Examples of cause and effect relationships could be animals that have better camouflage coloration than other animals may be more likely to survive and therefore more likely to leave offspring.
Life Sciences: 5-LS-2.4
Develop a model to describe the movement of matter among plants, animals, decomposers, and the environment.
Supporting Content
The food of almost any kind of animal can be traced back to plants. Organisms are related in food webs in which some animals eat plants for food and other animals eat the animals that eat plants… Decomposition eventually restores (recycles) some materials back to the soil. Organisms can survive only in environments in which their particular needs are met. A healthy ecosystem is one in which multiple species of different types are each able to meet their needs in a relatively stable web of life.

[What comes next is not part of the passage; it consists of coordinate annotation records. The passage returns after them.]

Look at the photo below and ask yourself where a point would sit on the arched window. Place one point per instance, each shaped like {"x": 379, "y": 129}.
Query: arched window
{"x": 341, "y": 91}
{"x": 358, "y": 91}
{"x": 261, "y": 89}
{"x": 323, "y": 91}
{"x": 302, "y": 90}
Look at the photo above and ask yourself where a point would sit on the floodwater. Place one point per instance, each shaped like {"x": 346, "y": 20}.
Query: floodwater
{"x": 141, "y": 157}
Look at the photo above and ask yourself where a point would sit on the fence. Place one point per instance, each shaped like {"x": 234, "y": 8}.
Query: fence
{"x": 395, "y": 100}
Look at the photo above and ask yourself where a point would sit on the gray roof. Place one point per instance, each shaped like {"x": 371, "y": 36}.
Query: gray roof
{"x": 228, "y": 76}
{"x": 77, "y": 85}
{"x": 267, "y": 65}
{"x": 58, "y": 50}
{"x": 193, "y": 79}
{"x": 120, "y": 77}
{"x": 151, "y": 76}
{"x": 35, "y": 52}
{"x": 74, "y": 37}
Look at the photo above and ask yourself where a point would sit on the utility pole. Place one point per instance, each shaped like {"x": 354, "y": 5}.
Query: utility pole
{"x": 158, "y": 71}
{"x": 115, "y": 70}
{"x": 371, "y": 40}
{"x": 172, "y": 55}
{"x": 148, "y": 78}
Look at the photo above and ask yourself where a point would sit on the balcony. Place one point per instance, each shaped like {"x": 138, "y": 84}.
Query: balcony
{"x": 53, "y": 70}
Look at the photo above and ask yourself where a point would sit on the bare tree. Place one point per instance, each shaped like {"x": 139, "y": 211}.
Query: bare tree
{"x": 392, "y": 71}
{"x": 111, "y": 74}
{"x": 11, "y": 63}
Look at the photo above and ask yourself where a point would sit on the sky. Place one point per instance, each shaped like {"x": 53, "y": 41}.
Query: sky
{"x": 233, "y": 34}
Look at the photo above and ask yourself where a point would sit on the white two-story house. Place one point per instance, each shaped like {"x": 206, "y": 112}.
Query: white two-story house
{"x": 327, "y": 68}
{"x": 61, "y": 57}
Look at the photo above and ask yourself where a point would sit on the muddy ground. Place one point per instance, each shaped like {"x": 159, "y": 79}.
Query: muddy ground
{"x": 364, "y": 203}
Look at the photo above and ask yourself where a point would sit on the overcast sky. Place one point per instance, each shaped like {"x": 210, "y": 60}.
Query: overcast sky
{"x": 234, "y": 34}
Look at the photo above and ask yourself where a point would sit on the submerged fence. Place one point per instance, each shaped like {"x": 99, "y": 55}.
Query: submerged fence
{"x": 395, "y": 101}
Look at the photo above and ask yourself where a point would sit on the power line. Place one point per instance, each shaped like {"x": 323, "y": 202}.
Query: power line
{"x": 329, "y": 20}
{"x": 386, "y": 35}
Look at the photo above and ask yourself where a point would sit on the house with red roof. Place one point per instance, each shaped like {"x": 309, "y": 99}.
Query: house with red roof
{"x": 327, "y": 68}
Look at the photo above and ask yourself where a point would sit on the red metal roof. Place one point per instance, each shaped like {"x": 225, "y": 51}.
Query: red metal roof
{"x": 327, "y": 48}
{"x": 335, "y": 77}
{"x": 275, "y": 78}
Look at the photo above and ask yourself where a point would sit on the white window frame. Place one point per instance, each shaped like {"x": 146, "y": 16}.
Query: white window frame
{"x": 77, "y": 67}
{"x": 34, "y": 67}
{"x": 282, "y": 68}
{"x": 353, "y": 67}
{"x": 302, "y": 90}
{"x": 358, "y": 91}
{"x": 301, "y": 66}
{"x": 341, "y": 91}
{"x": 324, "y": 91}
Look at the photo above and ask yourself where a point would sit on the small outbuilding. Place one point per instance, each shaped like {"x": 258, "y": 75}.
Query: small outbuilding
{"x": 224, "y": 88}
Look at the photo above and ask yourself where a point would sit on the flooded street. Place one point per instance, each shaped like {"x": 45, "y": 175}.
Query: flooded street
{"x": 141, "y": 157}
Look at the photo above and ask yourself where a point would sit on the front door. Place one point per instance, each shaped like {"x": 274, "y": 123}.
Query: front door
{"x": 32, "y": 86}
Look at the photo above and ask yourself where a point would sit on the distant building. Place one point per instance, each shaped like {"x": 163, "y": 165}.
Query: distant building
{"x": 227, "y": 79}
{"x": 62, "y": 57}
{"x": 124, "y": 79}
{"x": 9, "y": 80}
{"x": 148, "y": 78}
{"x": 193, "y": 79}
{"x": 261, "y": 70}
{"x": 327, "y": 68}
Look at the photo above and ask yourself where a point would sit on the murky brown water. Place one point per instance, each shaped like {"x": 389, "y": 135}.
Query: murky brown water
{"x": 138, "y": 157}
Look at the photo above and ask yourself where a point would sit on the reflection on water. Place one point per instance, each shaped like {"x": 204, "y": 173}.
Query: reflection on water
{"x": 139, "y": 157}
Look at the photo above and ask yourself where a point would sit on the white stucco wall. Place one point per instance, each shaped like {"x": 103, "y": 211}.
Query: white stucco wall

Sixth Grade - Middle School
Life Sciences: MS-LS-4.4
Construct an explanation based on evidence that describes how genetic variations of traits in a population increase some individuals' probability of surviving and reproducing in a specific environment.
Supporting Content
Natural selection leads to the predominance of certain traits in a population, and the suppression of others.
Emphasis is on using concepts of natural selection in animals, such as overproduction of offspring, passage of time, variation in a population, selection of favorable traits, and heritability of traits.
Life Sciences: MS-LS-2.6
Design and evaluate solutions for maintaining biodiversity and ecosystem services.
Supporting Content
Biodiversity describes the variety of species found in Earth's terrestrial and oceanic ecosystems. The completeness or integrity of an ecosystem's biodiversity is often used as a measure of its health.
Changes in biodiversity can influence humans’ resources, such as food, energy, and medicines, as well as ecosystem services that humans rely on - for example, water purification and recycling.
Life Sciences: MS-LS-2.3
Develop a model to describe the cycling of matter and flow of energy among living and nonliving parts of an ecosystem.
Supporting Content
Food webs are models that demonstrate how matter and energy is transferred between producers, consumers, and decomposers as the three groups interact within an ecosystem. Transfers of matter into and out of the physical environment occur at every level. The atoms that make up the organisms in an ecosystem are cycled repeatedly between the living and nonliving parts of the ecosystem.
Life Sciences: MS-LS-2.2
Construct an explanation that predicts patterns of interactions among organisms across multiple ecosystems.
Supporting Content
Similarly, predatory interactions may reduce the number of organisms or eliminate whole populations of organisms. Mutually beneficial interactions, in contrast, may become so interdependent that each organism requires the other for survival. Although the species involved in competitive, predatory, and mutually beneficial interactions vary across ecosystems, the patterns of interactions of organisms with their environments are shared.
Emphasis is on predicting consistent patterns of interactions in different ecosystems in terms of the relationships among and between organisms.
Life Sciences: MS-LS-2.1
Analyze and interpret data to provide evidence for the effects of resource availability on organisms and populations of organisms in an ecosystem.
Supporting Content
Organisms, and populations of organisms, are dependent on their environmental interactions both with other living things and with nonliving factors.
In any ecosystem, organisms and populations with similar requirements for food, water, oxygen, or other resources may compete with each other for limited resources, access to which consequently constrains their growth and reproduction.
Growth of organisms and population increases are limited by access to resources.
Life Sciences: MS-LS-1.3
Make a claim supported by evidence for how a living organism is a system of interacting subsystems composed of groups of cells.
Supporting Content
In multicellular animals, the body is a system of multiple interacting subsystems. These subsystems are groups of cells that work together to form tissues. Tissues form organs that are specialized for particular body functions.